The budget deficit and current account balance position in
Nigeria has recorded more deficit in her budget over the years and also the
current account balance has an unhealthy growth rate even to recording
deficit in some of the years. Most
importantly, the successive governments in Nigeria have devised many
strategies and means to control the unhealthy rise in the budget deficit and
improve current account balance such as in year 2009, there were initiative
to spend less on salaries, the establishment of monitoring committee who
would inspect project and further confirm proper utilization of funds before
disbursement and strict orders that disbursement should be made based on
proper utilization of previous ones and so on. Despite these measures, the
budget deficit continue to be on the increase and current account balance
keeps fluctuating. RESEARCH QUESTIONS

The following research question will guide the study.
1.) Is there any relationship between budget deficit and current account
balance in Nigeria?
2.) What are the causes of budget deficit and fluctuating current balance in
3.) What is the contribution of budget deficit to current account in Nigeria
following Keynesian argument that demand and productivity”?
4.) What are the measures to control budget deficit and improve current
account balance in Nigeria.

The broad objective of this study is to investigate the budget deficit and
current account balance in Nigeria and how it affects the economy.
Specifically the objectives are
i.) To empirically investigate the relationship between budget deficit and
current account in Nigeria.
Ii.)To investigate the causes of budget deficit and fluctuating accounting
balance in Nigeria.
Iii.)To identify the various measures necessary to control budget deficit and
improve current account balance in Nigeria.

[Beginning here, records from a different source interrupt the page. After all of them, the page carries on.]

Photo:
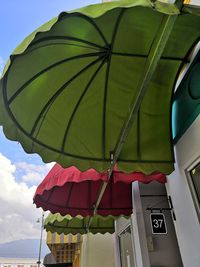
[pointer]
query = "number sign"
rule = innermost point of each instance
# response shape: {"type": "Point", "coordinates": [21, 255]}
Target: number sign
{"type": "Point", "coordinates": [158, 224]}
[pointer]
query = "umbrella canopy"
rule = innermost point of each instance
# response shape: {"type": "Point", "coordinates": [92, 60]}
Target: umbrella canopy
{"type": "Point", "coordinates": [74, 225]}
{"type": "Point", "coordinates": [69, 191]}
{"type": "Point", "coordinates": [70, 85]}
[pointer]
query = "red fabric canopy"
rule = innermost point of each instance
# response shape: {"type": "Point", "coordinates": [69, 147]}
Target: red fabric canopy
{"type": "Point", "coordinates": [69, 191]}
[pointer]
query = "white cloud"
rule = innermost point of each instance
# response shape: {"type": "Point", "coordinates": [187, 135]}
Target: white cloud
{"type": "Point", "coordinates": [18, 213]}
{"type": "Point", "coordinates": [32, 173]}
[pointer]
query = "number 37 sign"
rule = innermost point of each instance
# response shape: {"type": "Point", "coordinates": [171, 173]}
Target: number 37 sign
{"type": "Point", "coordinates": [158, 224]}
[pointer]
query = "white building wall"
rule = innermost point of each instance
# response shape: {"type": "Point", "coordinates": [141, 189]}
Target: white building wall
{"type": "Point", "coordinates": [97, 251]}
{"type": "Point", "coordinates": [187, 154]}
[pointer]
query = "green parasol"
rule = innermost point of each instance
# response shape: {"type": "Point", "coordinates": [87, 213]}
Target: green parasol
{"type": "Point", "coordinates": [93, 87]}
{"type": "Point", "coordinates": [79, 225]}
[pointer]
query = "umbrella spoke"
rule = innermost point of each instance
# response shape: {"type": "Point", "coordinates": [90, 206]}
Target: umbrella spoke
{"type": "Point", "coordinates": [9, 101]}
{"type": "Point", "coordinates": [52, 38]}
{"type": "Point", "coordinates": [145, 56]}
{"type": "Point", "coordinates": [49, 103]}
{"type": "Point", "coordinates": [117, 23]}
{"type": "Point", "coordinates": [62, 43]}
{"type": "Point", "coordinates": [79, 101]}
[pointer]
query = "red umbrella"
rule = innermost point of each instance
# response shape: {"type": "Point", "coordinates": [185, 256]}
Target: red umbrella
{"type": "Point", "coordinates": [70, 191]}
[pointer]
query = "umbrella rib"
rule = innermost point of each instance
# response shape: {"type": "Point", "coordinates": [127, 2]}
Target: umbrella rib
{"type": "Point", "coordinates": [78, 103]}
{"type": "Point", "coordinates": [145, 56]}
{"type": "Point", "coordinates": [45, 70]}
{"type": "Point", "coordinates": [50, 38]}
{"type": "Point", "coordinates": [117, 23]}
{"type": "Point", "coordinates": [138, 135]}
{"type": "Point", "coordinates": [61, 43]}
{"type": "Point", "coordinates": [48, 105]}
{"type": "Point", "coordinates": [155, 53]}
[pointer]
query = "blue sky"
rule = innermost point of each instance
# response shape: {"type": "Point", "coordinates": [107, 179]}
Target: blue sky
{"type": "Point", "coordinates": [20, 173]}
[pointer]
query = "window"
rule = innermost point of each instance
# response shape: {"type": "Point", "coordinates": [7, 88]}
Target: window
{"type": "Point", "coordinates": [195, 186]}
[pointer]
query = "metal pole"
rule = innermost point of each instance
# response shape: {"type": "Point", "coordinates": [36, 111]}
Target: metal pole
{"type": "Point", "coordinates": [151, 64]}
{"type": "Point", "coordinates": [40, 246]}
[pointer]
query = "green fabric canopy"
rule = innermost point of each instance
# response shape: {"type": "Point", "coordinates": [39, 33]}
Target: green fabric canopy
{"type": "Point", "coordinates": [79, 225]}
{"type": "Point", "coordinates": [68, 87]}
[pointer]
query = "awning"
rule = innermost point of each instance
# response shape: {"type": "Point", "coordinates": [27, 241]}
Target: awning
{"type": "Point", "coordinates": [69, 191]}
{"type": "Point", "coordinates": [99, 80]}
{"type": "Point", "coordinates": [61, 238]}
{"type": "Point", "coordinates": [56, 223]}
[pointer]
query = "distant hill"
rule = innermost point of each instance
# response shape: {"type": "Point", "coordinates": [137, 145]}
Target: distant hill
{"type": "Point", "coordinates": [25, 248]}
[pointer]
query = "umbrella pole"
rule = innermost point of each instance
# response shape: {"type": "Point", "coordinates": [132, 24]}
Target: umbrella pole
{"type": "Point", "coordinates": [151, 64]}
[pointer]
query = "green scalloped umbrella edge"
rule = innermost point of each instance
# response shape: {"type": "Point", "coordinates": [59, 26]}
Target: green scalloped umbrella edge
{"type": "Point", "coordinates": [78, 225]}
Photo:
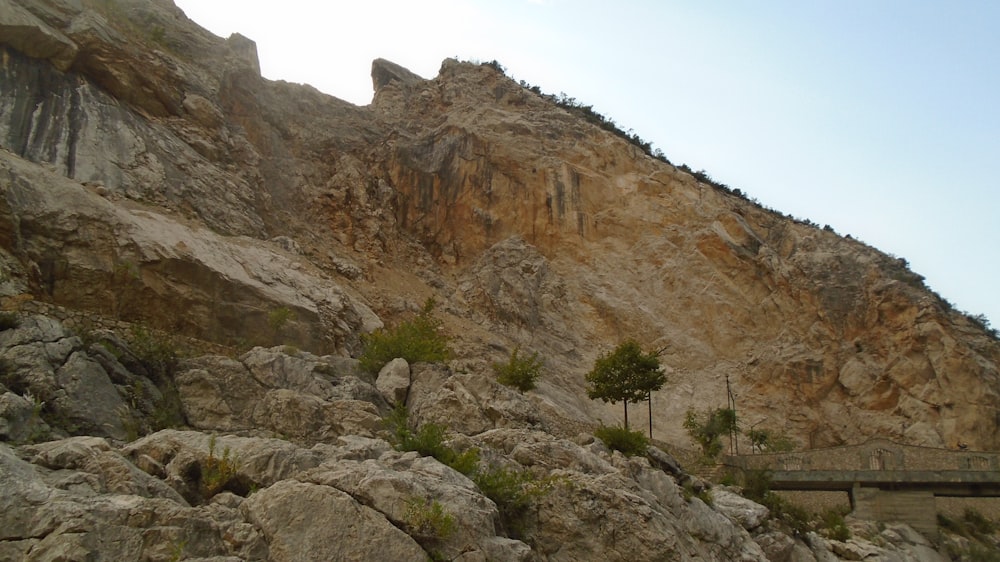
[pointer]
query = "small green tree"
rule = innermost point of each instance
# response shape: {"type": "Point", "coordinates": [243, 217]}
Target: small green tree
{"type": "Point", "coordinates": [626, 374]}
{"type": "Point", "coordinates": [416, 340]}
{"type": "Point", "coordinates": [629, 443]}
{"type": "Point", "coordinates": [770, 441]}
{"type": "Point", "coordinates": [519, 371]}
{"type": "Point", "coordinates": [707, 429]}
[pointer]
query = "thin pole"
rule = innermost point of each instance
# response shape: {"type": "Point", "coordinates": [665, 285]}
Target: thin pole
{"type": "Point", "coordinates": [650, 398]}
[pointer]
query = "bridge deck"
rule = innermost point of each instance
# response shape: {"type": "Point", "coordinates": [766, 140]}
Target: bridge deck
{"type": "Point", "coordinates": [956, 483]}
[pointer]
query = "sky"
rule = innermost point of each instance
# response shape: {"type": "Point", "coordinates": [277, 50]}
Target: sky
{"type": "Point", "coordinates": [880, 118]}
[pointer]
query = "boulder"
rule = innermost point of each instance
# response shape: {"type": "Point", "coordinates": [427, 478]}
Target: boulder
{"type": "Point", "coordinates": [19, 418]}
{"type": "Point", "coordinates": [746, 513]}
{"type": "Point", "coordinates": [305, 521]}
{"type": "Point", "coordinates": [403, 487]}
{"type": "Point", "coordinates": [394, 381]}
{"type": "Point", "coordinates": [302, 397]}
{"type": "Point", "coordinates": [20, 29]}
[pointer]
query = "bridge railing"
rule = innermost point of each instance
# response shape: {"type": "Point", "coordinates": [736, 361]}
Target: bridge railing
{"type": "Point", "coordinates": [877, 454]}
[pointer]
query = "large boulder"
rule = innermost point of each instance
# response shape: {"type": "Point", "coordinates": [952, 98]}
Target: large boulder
{"type": "Point", "coordinates": [46, 361]}
{"type": "Point", "coordinates": [304, 521]}
{"type": "Point", "coordinates": [303, 397]}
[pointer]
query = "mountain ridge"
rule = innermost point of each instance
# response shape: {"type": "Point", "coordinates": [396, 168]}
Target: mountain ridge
{"type": "Point", "coordinates": [151, 177]}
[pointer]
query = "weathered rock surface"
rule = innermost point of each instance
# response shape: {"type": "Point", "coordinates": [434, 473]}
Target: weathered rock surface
{"type": "Point", "coordinates": [148, 173]}
{"type": "Point", "coordinates": [302, 397]}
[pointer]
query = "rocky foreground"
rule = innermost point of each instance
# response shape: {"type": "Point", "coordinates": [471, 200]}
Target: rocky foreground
{"type": "Point", "coordinates": [283, 456]}
{"type": "Point", "coordinates": [191, 257]}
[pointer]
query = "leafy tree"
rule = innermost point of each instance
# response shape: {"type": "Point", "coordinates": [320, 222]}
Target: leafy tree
{"type": "Point", "coordinates": [520, 371]}
{"type": "Point", "coordinates": [769, 441]}
{"type": "Point", "coordinates": [416, 340]}
{"type": "Point", "coordinates": [625, 375]}
{"type": "Point", "coordinates": [707, 428]}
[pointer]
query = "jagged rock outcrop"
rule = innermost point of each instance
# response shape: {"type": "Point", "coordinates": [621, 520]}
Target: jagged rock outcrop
{"type": "Point", "coordinates": [150, 175]}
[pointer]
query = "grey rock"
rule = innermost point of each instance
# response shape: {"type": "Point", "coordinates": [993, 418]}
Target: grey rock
{"type": "Point", "coordinates": [20, 29]}
{"type": "Point", "coordinates": [304, 521]}
{"type": "Point", "coordinates": [746, 513]}
{"type": "Point", "coordinates": [394, 381]}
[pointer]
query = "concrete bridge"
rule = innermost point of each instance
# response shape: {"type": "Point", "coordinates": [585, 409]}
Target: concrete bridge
{"type": "Point", "coordinates": [885, 481]}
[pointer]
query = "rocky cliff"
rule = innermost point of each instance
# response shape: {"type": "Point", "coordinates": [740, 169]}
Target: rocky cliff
{"type": "Point", "coordinates": [151, 176]}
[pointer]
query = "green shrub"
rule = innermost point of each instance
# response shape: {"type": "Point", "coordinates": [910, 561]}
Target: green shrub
{"type": "Point", "coordinates": [707, 429]}
{"type": "Point", "coordinates": [158, 355]}
{"type": "Point", "coordinates": [427, 520]}
{"type": "Point", "coordinates": [836, 527]}
{"type": "Point", "coordinates": [416, 340]}
{"type": "Point", "coordinates": [10, 378]}
{"type": "Point", "coordinates": [513, 492]}
{"type": "Point", "coordinates": [520, 371]}
{"type": "Point", "coordinates": [217, 472]}
{"type": "Point", "coordinates": [428, 441]}
{"type": "Point", "coordinates": [279, 317]}
{"type": "Point", "coordinates": [9, 321]}
{"type": "Point", "coordinates": [629, 443]}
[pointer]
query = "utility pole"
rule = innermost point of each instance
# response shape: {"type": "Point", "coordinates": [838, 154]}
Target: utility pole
{"type": "Point", "coordinates": [734, 437]}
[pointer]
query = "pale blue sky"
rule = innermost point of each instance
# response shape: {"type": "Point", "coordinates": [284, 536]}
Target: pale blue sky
{"type": "Point", "coordinates": [877, 117]}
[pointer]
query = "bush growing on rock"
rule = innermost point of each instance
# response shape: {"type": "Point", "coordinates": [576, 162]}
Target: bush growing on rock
{"type": "Point", "coordinates": [427, 520]}
{"type": "Point", "coordinates": [513, 492]}
{"type": "Point", "coordinates": [428, 440]}
{"type": "Point", "coordinates": [217, 472]}
{"type": "Point", "coordinates": [519, 371]}
{"type": "Point", "coordinates": [629, 443]}
{"type": "Point", "coordinates": [8, 321]}
{"type": "Point", "coordinates": [417, 340]}
{"type": "Point", "coordinates": [707, 429]}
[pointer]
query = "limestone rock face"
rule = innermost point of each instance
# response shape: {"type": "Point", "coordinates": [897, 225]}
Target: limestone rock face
{"type": "Point", "coordinates": [152, 182]}
{"type": "Point", "coordinates": [305, 522]}
{"type": "Point", "coordinates": [301, 397]}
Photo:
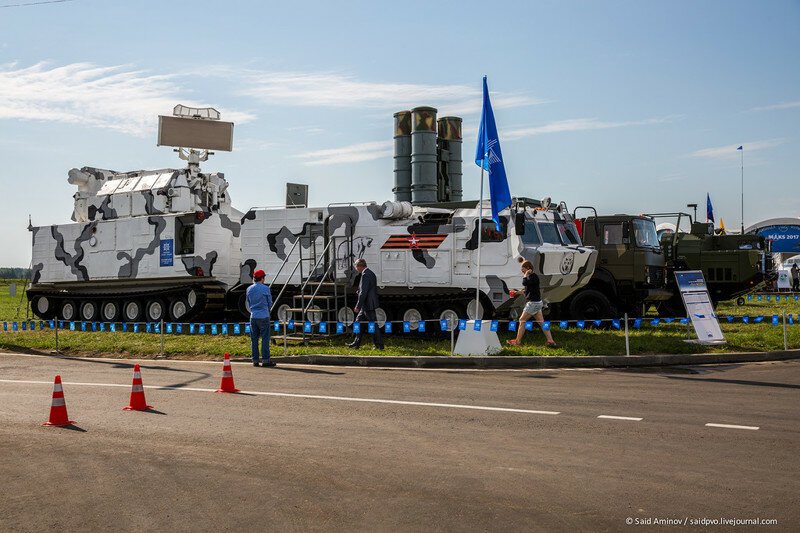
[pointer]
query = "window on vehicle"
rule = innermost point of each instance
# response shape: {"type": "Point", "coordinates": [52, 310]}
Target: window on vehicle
{"type": "Point", "coordinates": [184, 235]}
{"type": "Point", "coordinates": [489, 231]}
{"type": "Point", "coordinates": [645, 233]}
{"type": "Point", "coordinates": [568, 233]}
{"type": "Point", "coordinates": [531, 236]}
{"type": "Point", "coordinates": [612, 233]}
{"type": "Point", "coordinates": [549, 233]}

Research hypothesis is proposition stated in a testable form to predict
particular relationships between two or more variables. Hypothesis of this
research are stated in both null and alternative form.
The hypothesis formulated for the analysis of this study and from which
to draw relevant conclusion are 1.) Ho:
Current account balance has no effect on budget deficit in Nigeria

This study is relevant since that it will inform the policy makers in Nigeria
the nature of the relationship between government budget deficit and
economic growth where in no small measure will aid in appropriate fiscal
policy measure.
The research work will provide insight to the policy makers in making
policies that is related to budget deficit and current account balance in the
entire economy.`
Further more it will contribute immensely in developing the the analysis of
budget deficit on macroeconomic variables and serve as useful platform
tool in policy making.
The study will be useful to future researchers who might be working on the
topic or other related topics.

1.6 SCOPE/LIMITATION OF THE STUDY This research work
will cover the period of 1987 to 2010 following the limited scope of this
research work, data will be sourced from secondary data.
The limited scope of this research work is necessitated by the changes
posed by the problem of limited time frame stipulated for this research
work, shortage of fund and high cost involvement in sourcing data on some
of the variables required as a result of problem of limited statistical
materials. Effort will be made to find out the relationship of budget deficit
and current account balance within this period.
Despite all this impediments, this research work will be relevant in
serving the purpose of which is intended.